Schiff noted the current obstruction, as he did the deeper revelations from Wednesday morning. “We now see the veneer has been torn away,” the chairman announced during a break in the hearing. He correctly described Sondland’s testimony as “the most significant evidence to date [regarding] a basic quid pro quo.” Specifically, Schiff spoke of “the conditioning of official acts for something of great value—these political investigations. It goes right to the heart of the issue of bribery, as well as other potential high crimes or misdemeanors.”

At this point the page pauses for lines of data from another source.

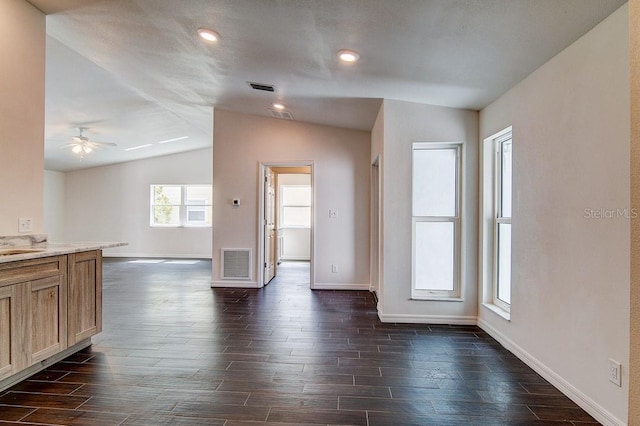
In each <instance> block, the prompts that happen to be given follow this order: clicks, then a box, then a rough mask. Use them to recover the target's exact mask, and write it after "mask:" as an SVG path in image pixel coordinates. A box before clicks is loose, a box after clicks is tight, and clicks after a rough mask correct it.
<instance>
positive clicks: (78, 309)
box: [67, 250, 102, 346]
mask: <svg viewBox="0 0 640 426" xmlns="http://www.w3.org/2000/svg"><path fill="white" fill-rule="evenodd" d="M68 262H69V275H68V277H69V289H68V291H69V306H68V308H69V310H68V329H67V337H68V339H67V344H68V345H69V346H71V345H74V344H76V343H78V342H80V341H82V340H84V339H86V338H88V337H91V336H93V335H94V334H97V333H99V332H100V331H102V252H101V251H100V250H95V251H88V252H81V253H73V254H70V255H68Z"/></svg>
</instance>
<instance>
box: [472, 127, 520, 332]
mask: <svg viewBox="0 0 640 426" xmlns="http://www.w3.org/2000/svg"><path fill="white" fill-rule="evenodd" d="M509 140H510V141H511V148H512V151H511V153H512V157H511V201H512V203H511V210H512V208H513V127H512V126H509V127H506V128H504V129H503V130H500V131H499V132H497V133H495V134H493V135H491V136H489V137H487V138H485V139H483V143H482V146H481V161H480V167H481V171H480V177H481V180H480V212H479V220H480V228H479V232H480V234H479V236H480V238H479V277H480V282H481V290H482V306H483V307H484V308H487V309H488V310H489V311H492V312H494V313H495V314H497V315H498V316H500V317H502V318H503V319H505V320H507V321H510V320H511V304H510V303H506V302H505V301H503V300H501V299H500V298H498V279H499V262H498V261H499V245H498V244H499V225H501V224H505V225H509V226H510V228H512V227H511V223H512V221H511V219H512V217H511V216H504V215H502V214H501V210H500V207H501V205H502V204H503V200H502V199H501V197H502V192H503V191H502V187H501V185H502V183H501V180H502V179H501V177H502V167H503V165H502V158H501V152H500V147H501V144H502V143H504V142H506V141H509ZM511 241H513V236H511ZM511 252H513V249H512V250H511ZM510 258H511V256H510ZM509 270H510V272H511V266H510V268H509ZM512 276H513V274H510V277H509V285H510V291H511V289H512V288H513V282H512ZM510 299H511V297H510ZM511 302H513V300H511Z"/></svg>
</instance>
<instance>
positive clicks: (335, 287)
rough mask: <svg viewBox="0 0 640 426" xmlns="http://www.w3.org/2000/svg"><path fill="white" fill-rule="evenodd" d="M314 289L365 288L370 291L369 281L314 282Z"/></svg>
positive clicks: (321, 289)
mask: <svg viewBox="0 0 640 426" xmlns="http://www.w3.org/2000/svg"><path fill="white" fill-rule="evenodd" d="M312 289H313V290H365V291H369V283H365V284H353V283H314V284H313V287H312Z"/></svg>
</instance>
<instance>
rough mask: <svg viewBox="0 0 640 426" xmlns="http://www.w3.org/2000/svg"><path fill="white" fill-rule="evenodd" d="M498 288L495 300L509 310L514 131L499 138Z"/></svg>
mask: <svg viewBox="0 0 640 426" xmlns="http://www.w3.org/2000/svg"><path fill="white" fill-rule="evenodd" d="M495 146H496V156H497V158H496V166H497V167H496V174H495V175H496V176H495V181H496V197H495V199H496V207H495V211H496V214H495V226H494V229H495V236H494V241H495V242H496V243H495V252H496V253H495V265H494V267H495V271H496V273H495V290H494V303H495V304H496V305H499V306H500V307H501V308H503V309H505V310H509V307H510V305H511V192H512V191H511V189H512V168H511V159H512V137H511V131H509V132H507V133H505V134H504V135H501V136H500V137H498V138H496V139H495Z"/></svg>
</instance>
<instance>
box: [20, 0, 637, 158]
mask: <svg viewBox="0 0 640 426" xmlns="http://www.w3.org/2000/svg"><path fill="white" fill-rule="evenodd" d="M30 2H31V3H32V4H33V5H34V6H36V7H38V8H39V9H40V10H42V11H43V12H45V13H47V14H48V16H47V35H48V36H47V71H46V123H45V139H46V140H45V165H46V167H47V169H50V170H61V171H67V170H73V169H78V168H83V167H92V166H96V165H102V164H109V163H115V162H121V161H129V160H135V159H140V158H146V157H152V156H157V155H164V154H169V153H174V152H179V151H185V150H192V149H198V148H204V147H209V146H211V145H212V133H213V130H212V129H213V123H212V117H213V108H221V109H227V110H232V111H239V112H244V113H249V114H257V115H264V116H273V115H275V114H276V113H274V112H273V111H271V110H272V109H273V107H272V103H273V102H274V101H279V102H281V103H283V104H284V105H285V107H286V112H288V113H289V114H290V115H291V116H292V118H293V119H294V120H297V121H303V122H309V123H318V124H326V125H331V126H338V127H347V128H353V129H362V130H370V129H371V127H372V126H373V123H374V121H375V118H376V114H377V112H378V109H379V106H380V101H381V99H385V98H386V99H397V100H404V101H410V102H420V103H427V104H435V105H442V106H449V107H454V108H468V109H474V110H479V109H481V108H483V107H484V106H486V105H487V104H489V103H490V102H491V101H493V100H494V99H496V98H497V97H499V96H500V95H501V94H503V93H504V92H505V91H507V90H508V89H510V88H511V87H513V86H514V85H515V84H517V83H518V82H519V81H521V80H522V79H524V78H525V77H526V76H527V75H528V74H530V73H531V72H532V71H534V70H535V69H537V68H538V67H539V66H541V65H542V64H543V63H545V62H546V61H548V60H549V59H550V58H551V57H553V56H554V55H556V54H557V53H558V52H560V51H561V50H563V49H564V48H565V47H567V46H568V45H570V44H571V43H573V42H574V41H575V40H576V39H578V38H579V37H580V36H581V35H583V34H584V33H586V32H587V31H588V30H590V29H591V28H593V27H594V26H595V25H596V24H597V23H599V22H600V21H602V20H603V19H604V18H605V17H607V16H608V15H609V14H611V13H612V12H613V11H615V10H616V9H617V8H619V7H620V6H621V5H623V4H624V3H625V1H624V0H322V1H321V0H183V1H176V0H128V1H122V0H30ZM200 27H207V28H211V29H213V30H215V31H216V32H218V33H219V34H220V36H221V39H220V40H219V41H218V42H216V43H205V42H203V41H202V40H201V39H199V37H198V35H197V32H196V31H197V29H198V28H200ZM344 48H347V49H352V50H355V51H357V52H358V53H359V54H360V60H359V61H358V62H356V63H353V64H345V63H342V62H341V61H340V60H339V59H338V58H337V55H336V54H337V52H338V50H340V49H344ZM248 82H258V83H266V84H271V85H274V86H275V91H274V92H264V91H256V90H253V89H252V88H251V87H250V86H249V85H248ZM77 127H85V128H87V130H86V131H85V133H84V134H85V136H87V137H88V138H89V139H91V140H97V141H106V142H113V143H116V144H117V146H116V147H105V148H104V149H101V150H100V151H98V152H95V153H91V154H89V155H86V156H85V157H84V158H83V159H82V160H80V159H79V157H78V156H77V155H74V154H72V153H71V152H70V149H69V148H68V147H67V148H64V146H65V145H66V144H67V143H68V142H69V140H70V138H71V137H72V136H74V135H76V134H77ZM172 139H178V140H172ZM165 141H169V142H165ZM160 142H164V143H160ZM144 145H149V146H146V147H143V148H137V147H141V146H144ZM130 148H137V149H133V150H126V149H130Z"/></svg>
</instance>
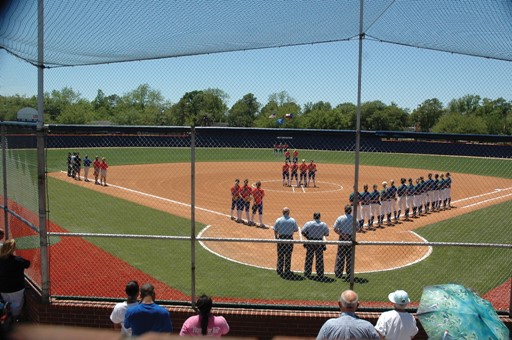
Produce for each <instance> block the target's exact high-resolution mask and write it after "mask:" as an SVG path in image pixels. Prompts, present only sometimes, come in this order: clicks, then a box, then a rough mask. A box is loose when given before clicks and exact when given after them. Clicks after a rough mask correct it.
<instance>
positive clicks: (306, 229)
mask: <svg viewBox="0 0 512 340" xmlns="http://www.w3.org/2000/svg"><path fill="white" fill-rule="evenodd" d="M302 235H304V236H305V237H306V239H308V240H316V241H325V236H329V227H328V226H327V224H325V222H322V221H320V213H319V212H316V213H314V214H313V220H312V221H309V222H307V223H306V224H304V226H303V227H302ZM304 247H305V248H306V260H305V263H304V276H305V277H307V278H310V277H311V268H312V267H313V258H316V264H315V268H316V275H317V276H318V278H320V279H322V278H324V251H325V250H326V246H325V244H323V243H315V244H307V243H306V244H304Z"/></svg>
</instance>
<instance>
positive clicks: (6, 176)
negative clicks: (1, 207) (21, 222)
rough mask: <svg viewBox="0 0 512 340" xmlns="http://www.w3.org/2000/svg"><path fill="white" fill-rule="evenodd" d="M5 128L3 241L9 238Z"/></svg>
mask: <svg viewBox="0 0 512 340" xmlns="http://www.w3.org/2000/svg"><path fill="white" fill-rule="evenodd" d="M6 130H7V128H6V126H5V125H2V132H1V133H2V177H3V185H4V224H5V239H6V240H7V239H8V238H9V214H8V210H9V200H8V198H7V135H6Z"/></svg>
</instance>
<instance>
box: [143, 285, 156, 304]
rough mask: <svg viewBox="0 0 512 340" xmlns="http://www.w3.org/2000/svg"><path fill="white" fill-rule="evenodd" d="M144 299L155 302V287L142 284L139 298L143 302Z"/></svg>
mask: <svg viewBox="0 0 512 340" xmlns="http://www.w3.org/2000/svg"><path fill="white" fill-rule="evenodd" d="M146 297H151V300H153V301H154V300H155V287H154V286H153V285H152V284H151V283H144V284H143V285H142V286H141V287H140V298H141V299H142V300H144V298H146Z"/></svg>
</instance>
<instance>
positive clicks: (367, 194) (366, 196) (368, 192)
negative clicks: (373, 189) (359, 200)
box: [359, 191, 370, 205]
mask: <svg viewBox="0 0 512 340" xmlns="http://www.w3.org/2000/svg"><path fill="white" fill-rule="evenodd" d="M359 197H360V198H361V201H360V202H361V204H363V205H368V204H370V193H369V192H368V191H363V192H361V193H359Z"/></svg>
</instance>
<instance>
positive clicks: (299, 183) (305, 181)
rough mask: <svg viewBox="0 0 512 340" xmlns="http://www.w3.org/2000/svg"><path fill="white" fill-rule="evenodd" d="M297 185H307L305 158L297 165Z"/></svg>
mask: <svg viewBox="0 0 512 340" xmlns="http://www.w3.org/2000/svg"><path fill="white" fill-rule="evenodd" d="M299 172H300V177H299V185H304V186H306V187H307V186H308V165H307V164H306V160H305V159H303V160H302V163H300V165H299Z"/></svg>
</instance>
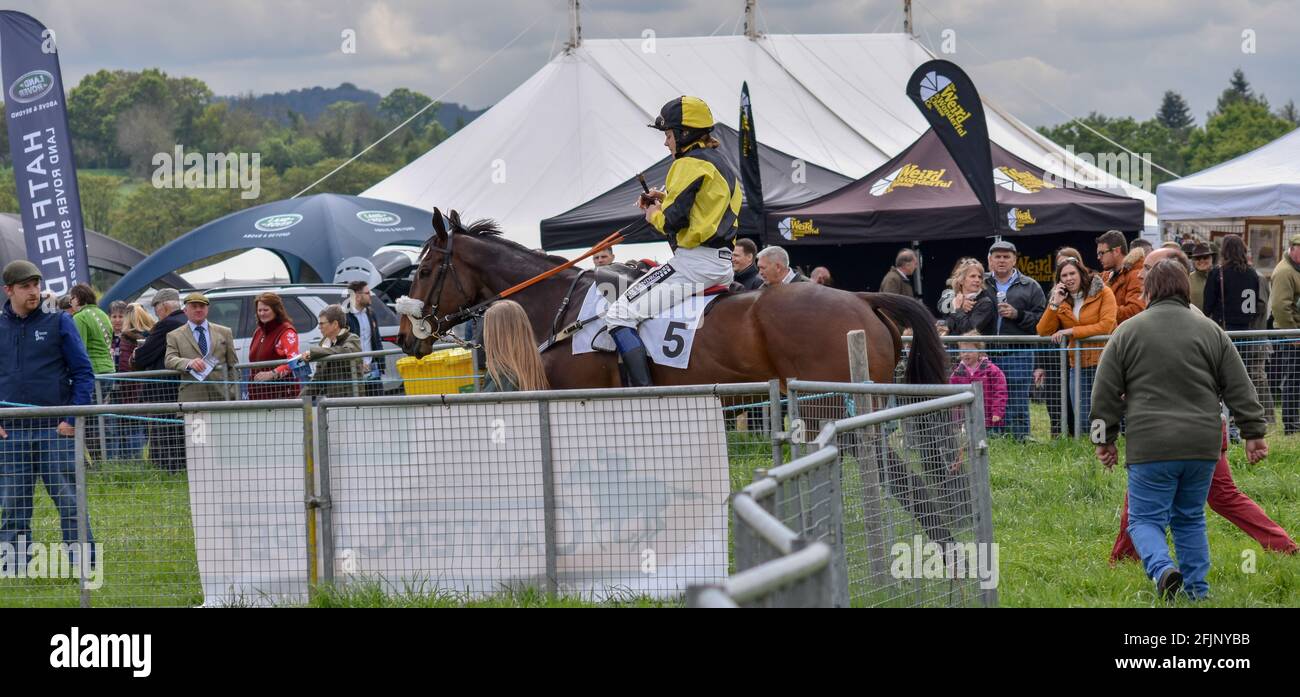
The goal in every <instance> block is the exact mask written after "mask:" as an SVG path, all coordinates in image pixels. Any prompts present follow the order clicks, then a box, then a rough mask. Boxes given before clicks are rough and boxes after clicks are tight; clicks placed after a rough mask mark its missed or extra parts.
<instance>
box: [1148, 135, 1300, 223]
mask: <svg viewBox="0 0 1300 697" xmlns="http://www.w3.org/2000/svg"><path fill="white" fill-rule="evenodd" d="M1156 195H1157V196H1158V198H1160V220H1196V218H1227V217H1249V216H1295V215H1300V129H1297V130H1294V131H1291V133H1288V134H1286V135H1283V137H1282V138H1278V139H1277V140H1274V142H1271V143H1269V144H1266V146H1262V147H1260V148H1256V150H1252V151H1251V152H1247V153H1245V155H1242V156H1239V157H1235V159H1232V160H1229V161H1226V163H1223V164H1219V165H1214V166H1212V168H1209V169H1203V170H1201V172H1197V173H1196V174H1191V176H1187V177H1183V178H1182V179H1175V181H1173V182H1166V183H1162V185H1160V186H1158V187H1156Z"/></svg>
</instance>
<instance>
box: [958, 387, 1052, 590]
mask: <svg viewBox="0 0 1300 697" xmlns="http://www.w3.org/2000/svg"><path fill="white" fill-rule="evenodd" d="M971 386H972V388H974V389H975V402H974V403H972V404H971V408H969V410H966V433H969V434H970V438H969V442H967V449H969V455H970V463H971V476H970V486H971V490H972V492H974V494H975V501H974V502H972V503H974V506H975V542H978V544H979V545H980V546H982V547H984V549H987V550H988V551H987V553H985V555H984V558H985V559H992V545H993V495H992V490H991V486H989V472H988V434H987V433H985V430H984V386H983V385H980V384H979V382H974V384H972V385H971ZM1063 415H1065V412H1062V425H1063ZM976 576H979V573H976ZM980 596H982V598H980V599H982V603H983V605H984V606H985V607H997V586H993V588H987V589H982V593H980Z"/></svg>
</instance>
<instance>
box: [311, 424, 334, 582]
mask: <svg viewBox="0 0 1300 697" xmlns="http://www.w3.org/2000/svg"><path fill="white" fill-rule="evenodd" d="M315 440H316V450H317V453H320V456H318V458H317V463H316V464H317V471H318V472H320V477H318V479H320V495H318V497H317V508H318V510H320V514H321V541H320V542H321V557H322V558H321V566H324V573H322V576H324V577H325V583H326V584H333V583H334V551H335V550H334V499H333V495H331V489H330V473H329V407H328V406H325V404H322V403H320V402H317V403H316V437H315Z"/></svg>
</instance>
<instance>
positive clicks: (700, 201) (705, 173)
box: [650, 144, 741, 250]
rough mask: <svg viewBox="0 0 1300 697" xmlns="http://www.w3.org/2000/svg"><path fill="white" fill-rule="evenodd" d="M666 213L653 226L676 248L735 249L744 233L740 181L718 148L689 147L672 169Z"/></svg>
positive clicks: (670, 171)
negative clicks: (737, 244) (672, 241)
mask: <svg viewBox="0 0 1300 697" xmlns="http://www.w3.org/2000/svg"><path fill="white" fill-rule="evenodd" d="M666 189H667V195H666V198H664V200H663V209H662V211H658V212H655V213H654V216H653V217H651V218H650V224H651V225H653V226H654V228H655V230H659V231H660V233H663V234H666V235H668V238H669V241H675V242H676V244H675V247H684V248H688V250H690V248H694V247H715V248H723V247H725V248H731V247H732V244H733V243H735V241H736V233H737V231H738V229H740V204H741V185H740V178H738V177H737V176H736V173H735V172H732V170H731V166H728V164H727V163H725V160H723V156H722V153H719V152H718V150H716V148H707V147H701V146H699V144H695V146H692V147H688V150H686V151H685V152H682V153H680V155H677V159H676V160H675V161H673V163H672V166H671V168H668V178H667V182H666Z"/></svg>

That is clearly the case. The question, then, is no longer one of “if” but rather of “when” the House will write and act upon articles of impeachment. Sondland’s testimony has made the next stages in the impeachment process inevitable. And this is where Dean points to differences. He has argued that a changing media landscape has accelerated and altered political debates, going so far as to assert, “There’s more likelihood [Nixon] might have survived [Watergate] if there’d been a Fox News.” Dean has written and spoken at great length about the Republican Party’s reformation as a far more rigidly conservative and, in many instances, authoritarian party. He’s suggested that this makes GOP breaks with Trump less likely—noting, after observing this week’s hearings, that the approach of Intelligence Committee Republicans has made it “very clear” to him that “this is a whole new breed of impeachment inquiry.”

Yet Wednesday’s testimony was so devastating that a key member of the Intelligence Committee, Florida Democrat Val Demings, noted, “Ambassador Gordon Sondland just directly implicated President Trump.”

Deming repeated key lines from the ambassador’s testimony:

“At the express direction of the President…”

“I followed the directions of the President…”

“Based on the President’s direction…”

Then she asked the critical question: “Will my GOP colleagues remember their oaths and defend our democracy?”

That is the eternal question. It was asked in the Watergate era, after John Dean shredded the defenses Republicans had sought to mount for Richard Nixon. And it must be asked now that Gordon Sondland has shredded the defenses that Republicans are mounting for Donald Trump.